Duration: May 2020 - Dec 2022

Funding: DOC Fellowship Program of the Austrian Academy of Sciences (A-25606)

Funding: Dr Anton Oelzelt-Newin Fund of the Austrian Academy of Sciences (OeAW), (A-100315)

PI: Martin Lindenbeck

Supervisors:  Bernhard Laback and Ulrich Ansorge (University of Vienna)

Selective hearing refers to the ability of the human auditory system to selectively attend to a desired speaker while ignoring undesired, concurrent speakers. This is often referred to as the cocktail-party problem. In normal hearing, selective hearing is remarkably powerful.
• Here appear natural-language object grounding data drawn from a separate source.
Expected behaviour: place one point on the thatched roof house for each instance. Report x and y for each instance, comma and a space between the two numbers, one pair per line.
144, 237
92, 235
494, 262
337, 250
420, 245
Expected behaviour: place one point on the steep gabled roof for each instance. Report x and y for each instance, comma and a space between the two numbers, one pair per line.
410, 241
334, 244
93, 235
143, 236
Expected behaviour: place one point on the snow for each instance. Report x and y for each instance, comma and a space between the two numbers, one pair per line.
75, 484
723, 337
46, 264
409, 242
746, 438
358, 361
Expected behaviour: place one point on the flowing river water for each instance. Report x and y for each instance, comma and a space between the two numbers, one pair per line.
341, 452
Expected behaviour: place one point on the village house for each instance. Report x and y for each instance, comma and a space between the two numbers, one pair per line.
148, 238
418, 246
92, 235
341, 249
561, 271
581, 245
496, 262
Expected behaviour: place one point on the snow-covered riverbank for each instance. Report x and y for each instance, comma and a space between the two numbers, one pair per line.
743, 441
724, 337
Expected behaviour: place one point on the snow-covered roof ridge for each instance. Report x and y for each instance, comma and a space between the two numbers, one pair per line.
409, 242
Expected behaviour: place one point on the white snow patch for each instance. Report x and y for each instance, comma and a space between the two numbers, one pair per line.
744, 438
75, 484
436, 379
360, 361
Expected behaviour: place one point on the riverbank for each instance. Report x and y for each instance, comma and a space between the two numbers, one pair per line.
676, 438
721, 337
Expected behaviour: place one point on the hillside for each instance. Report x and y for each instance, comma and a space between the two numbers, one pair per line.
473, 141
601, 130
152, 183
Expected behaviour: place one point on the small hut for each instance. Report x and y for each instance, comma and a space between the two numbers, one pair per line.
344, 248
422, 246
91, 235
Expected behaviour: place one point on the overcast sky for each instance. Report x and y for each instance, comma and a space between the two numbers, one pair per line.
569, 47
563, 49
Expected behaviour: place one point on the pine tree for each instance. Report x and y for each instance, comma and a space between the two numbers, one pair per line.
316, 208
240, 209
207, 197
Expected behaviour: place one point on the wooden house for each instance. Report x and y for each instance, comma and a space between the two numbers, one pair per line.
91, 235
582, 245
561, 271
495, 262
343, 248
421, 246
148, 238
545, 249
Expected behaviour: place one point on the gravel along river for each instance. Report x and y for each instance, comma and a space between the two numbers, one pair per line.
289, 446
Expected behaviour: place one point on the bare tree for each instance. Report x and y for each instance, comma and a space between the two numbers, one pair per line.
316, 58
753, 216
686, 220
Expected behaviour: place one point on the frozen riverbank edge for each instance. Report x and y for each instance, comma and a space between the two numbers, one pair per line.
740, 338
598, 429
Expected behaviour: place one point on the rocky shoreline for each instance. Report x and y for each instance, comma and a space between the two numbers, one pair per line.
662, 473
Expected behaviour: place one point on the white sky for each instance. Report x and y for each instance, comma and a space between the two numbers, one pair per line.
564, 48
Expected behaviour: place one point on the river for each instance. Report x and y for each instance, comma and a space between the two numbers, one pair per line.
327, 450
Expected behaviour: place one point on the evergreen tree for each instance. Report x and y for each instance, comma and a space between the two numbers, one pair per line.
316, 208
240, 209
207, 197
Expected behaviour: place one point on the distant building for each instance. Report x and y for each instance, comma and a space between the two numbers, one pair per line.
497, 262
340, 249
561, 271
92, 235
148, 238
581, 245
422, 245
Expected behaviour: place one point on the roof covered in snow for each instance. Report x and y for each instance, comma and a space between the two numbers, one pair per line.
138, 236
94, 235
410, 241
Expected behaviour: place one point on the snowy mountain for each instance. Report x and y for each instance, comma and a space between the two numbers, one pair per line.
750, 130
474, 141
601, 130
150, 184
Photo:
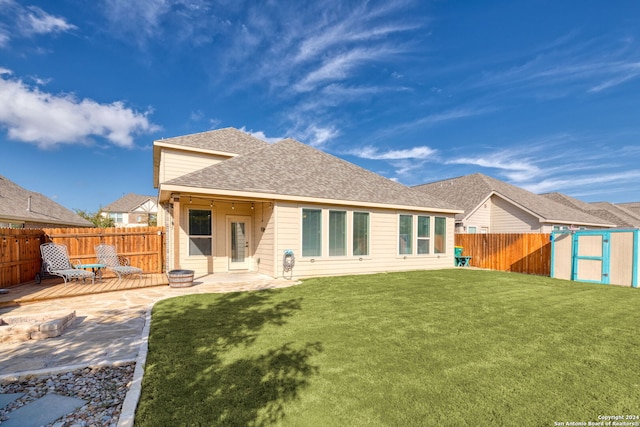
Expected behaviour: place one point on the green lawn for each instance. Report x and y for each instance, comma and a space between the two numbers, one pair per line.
450, 347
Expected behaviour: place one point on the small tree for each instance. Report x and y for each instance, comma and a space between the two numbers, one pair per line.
97, 219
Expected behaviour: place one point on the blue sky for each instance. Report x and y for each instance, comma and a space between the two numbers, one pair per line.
543, 95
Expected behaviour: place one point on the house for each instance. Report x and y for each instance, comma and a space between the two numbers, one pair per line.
21, 208
632, 206
619, 215
231, 202
133, 210
493, 206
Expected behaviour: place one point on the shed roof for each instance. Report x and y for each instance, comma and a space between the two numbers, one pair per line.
469, 191
14, 206
290, 168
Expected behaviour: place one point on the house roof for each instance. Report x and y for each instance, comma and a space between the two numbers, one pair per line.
469, 191
632, 206
128, 203
615, 214
14, 206
624, 217
227, 142
290, 168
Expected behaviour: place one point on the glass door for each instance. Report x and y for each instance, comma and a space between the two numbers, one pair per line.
239, 237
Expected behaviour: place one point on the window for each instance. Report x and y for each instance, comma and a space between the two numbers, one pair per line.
311, 232
406, 234
440, 244
424, 234
200, 239
360, 233
337, 233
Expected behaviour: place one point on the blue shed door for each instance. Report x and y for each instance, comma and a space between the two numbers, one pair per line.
591, 257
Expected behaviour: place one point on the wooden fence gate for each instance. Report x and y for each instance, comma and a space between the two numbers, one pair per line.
20, 248
528, 253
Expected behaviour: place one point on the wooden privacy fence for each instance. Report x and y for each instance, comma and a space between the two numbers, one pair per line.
520, 253
20, 248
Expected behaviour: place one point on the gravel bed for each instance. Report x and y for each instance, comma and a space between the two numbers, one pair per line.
104, 388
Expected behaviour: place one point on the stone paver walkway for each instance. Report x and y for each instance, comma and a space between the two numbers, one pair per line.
109, 328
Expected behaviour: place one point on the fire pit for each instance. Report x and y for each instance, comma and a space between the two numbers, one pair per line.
180, 278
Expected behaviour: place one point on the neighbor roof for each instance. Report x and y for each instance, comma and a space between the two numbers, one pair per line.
290, 168
624, 217
632, 206
615, 214
469, 191
128, 203
14, 206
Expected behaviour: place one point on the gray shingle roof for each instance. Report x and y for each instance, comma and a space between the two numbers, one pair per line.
467, 192
14, 201
623, 217
614, 214
632, 206
128, 203
227, 140
294, 169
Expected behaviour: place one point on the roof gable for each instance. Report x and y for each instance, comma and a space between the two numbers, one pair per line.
128, 203
227, 140
20, 204
469, 191
294, 169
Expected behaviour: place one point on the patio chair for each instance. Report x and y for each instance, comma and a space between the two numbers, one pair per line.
108, 256
55, 261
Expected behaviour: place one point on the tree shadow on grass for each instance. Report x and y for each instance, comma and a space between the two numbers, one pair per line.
203, 369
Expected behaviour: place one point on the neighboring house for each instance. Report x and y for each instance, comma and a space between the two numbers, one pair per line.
21, 208
133, 210
493, 206
632, 206
233, 202
615, 214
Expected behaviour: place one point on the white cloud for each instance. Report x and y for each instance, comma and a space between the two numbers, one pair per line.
374, 153
317, 136
338, 67
33, 116
20, 21
37, 21
576, 182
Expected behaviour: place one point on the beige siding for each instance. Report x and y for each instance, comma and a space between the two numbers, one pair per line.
219, 261
175, 163
383, 255
562, 256
508, 218
264, 232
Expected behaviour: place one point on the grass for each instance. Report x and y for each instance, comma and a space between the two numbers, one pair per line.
450, 347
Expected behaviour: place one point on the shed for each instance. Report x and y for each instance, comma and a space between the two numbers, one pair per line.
609, 257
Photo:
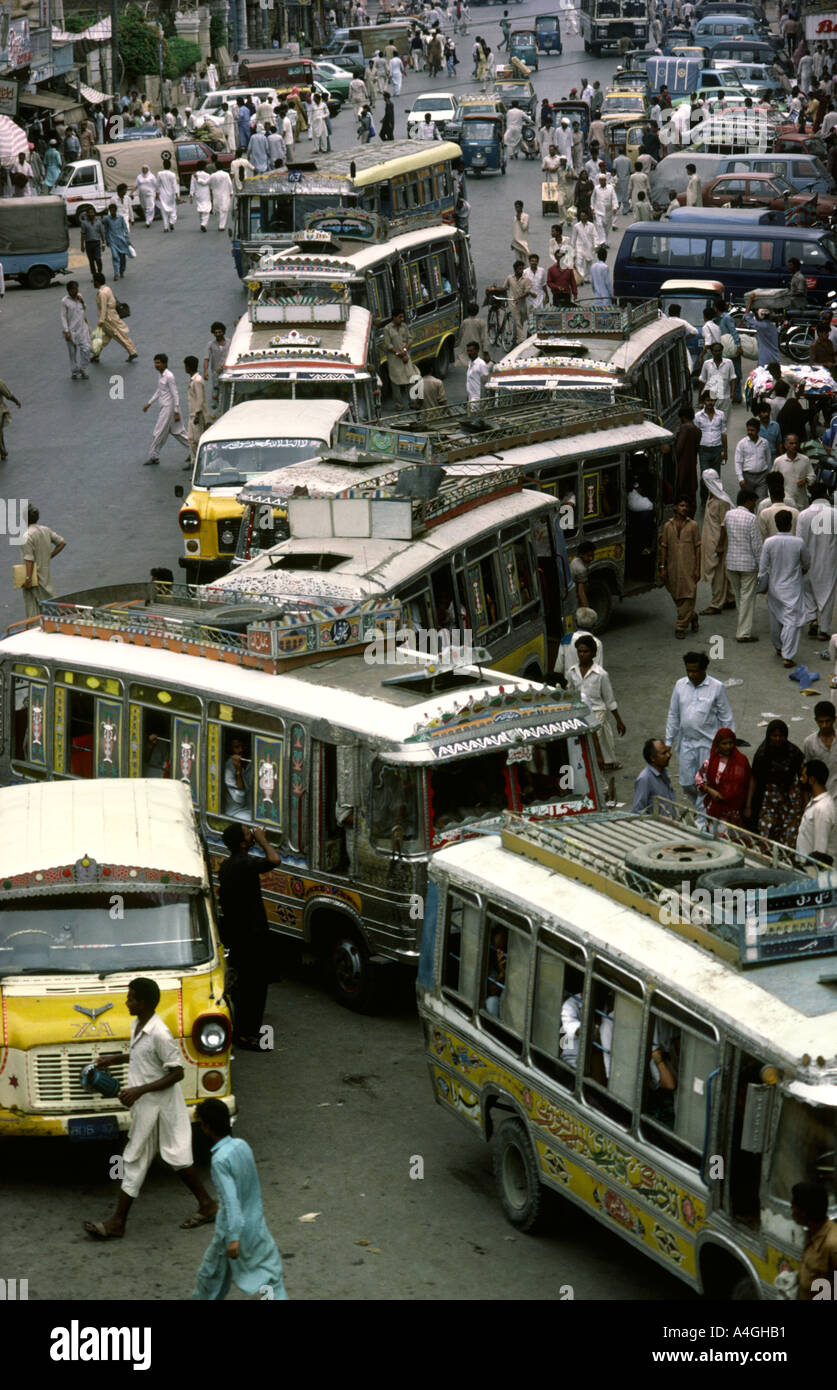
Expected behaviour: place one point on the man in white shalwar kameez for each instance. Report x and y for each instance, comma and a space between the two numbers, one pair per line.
167, 196
199, 193
783, 566
230, 128
159, 1115
146, 188
605, 205
221, 195
816, 526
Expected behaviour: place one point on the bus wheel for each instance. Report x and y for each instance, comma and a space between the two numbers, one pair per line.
601, 599
352, 972
39, 277
516, 1175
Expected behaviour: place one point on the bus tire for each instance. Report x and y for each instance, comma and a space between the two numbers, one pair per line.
351, 969
601, 599
516, 1175
442, 362
683, 859
719, 879
39, 277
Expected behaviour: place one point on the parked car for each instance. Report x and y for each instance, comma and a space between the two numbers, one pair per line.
761, 191
334, 78
441, 106
191, 152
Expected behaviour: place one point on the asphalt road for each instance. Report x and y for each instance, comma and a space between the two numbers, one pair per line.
338, 1111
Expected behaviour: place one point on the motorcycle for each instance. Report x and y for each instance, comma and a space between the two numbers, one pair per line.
529, 142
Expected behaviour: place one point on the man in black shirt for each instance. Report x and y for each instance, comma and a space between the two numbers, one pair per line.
245, 926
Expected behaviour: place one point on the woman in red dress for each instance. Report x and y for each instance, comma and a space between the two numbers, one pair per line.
725, 780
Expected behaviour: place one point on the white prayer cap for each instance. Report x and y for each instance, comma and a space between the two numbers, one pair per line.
715, 485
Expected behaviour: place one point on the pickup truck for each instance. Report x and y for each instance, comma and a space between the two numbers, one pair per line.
92, 182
However, in so-called electric hearing, i.e., hearing with cochlear implants (CIs), selective hearing is severely degraded, close to not present at all. CIs are commonly used for treatment of severe-to-profound hearing loss or deafness because they provide good speech understanding in quiet. The reasons for the deficits in selective hearing are mainly twofold. First, they arise from structural limitations of current CI electrode designs which severely limit the spectral resolution. Second, they arise from a lack of salient timing cues, most importantly interaural time difference (ITD) and temporal pitch. The second limitation is assumed to be partly “software”-sided and conquerable with perception-driven signal processing. Yet, success achieved so far is at best moderate.

A recently proposed approach to provide precise ITD and temporal-pitch cues in addition to speech understanding is to insert extra pulses with short inter-pulse intervals (so-called SIPI pulses) into periodic high-rate pulse trains. Results gathered so far in our previous project ITD PsyPhy in single-electrode configurations are encouraging in that both ITD and temporal-pitch sensitivity improved when SIPI pulses were inserted at the signals’ temporal-envelope peaks. Building on those results, this project aims to answer the most urgent research questions towards determining whether the SIPI approach improves selective hearing in CI listeners: Does the SIPI benefit translate into multi-electrode configurations? Does the multi-electrode SIPI approach harm speech understanding? Does the multi-electrode SIPI approach improve speech-in-speech understanding?

Psychophysical experiments with CI listeners are planned to examine the research questions. To ensure high temporal precision and stimulus control, clinical CI signal processors will be bypassed by using a laboratory stimulation system directly connecting the CIs with a laboratory computer. The results are expected to shed light on parts of both electric and acoustic hearing that are still not fully understood to date, such as the role and the potential of temporal cues in selective hearing.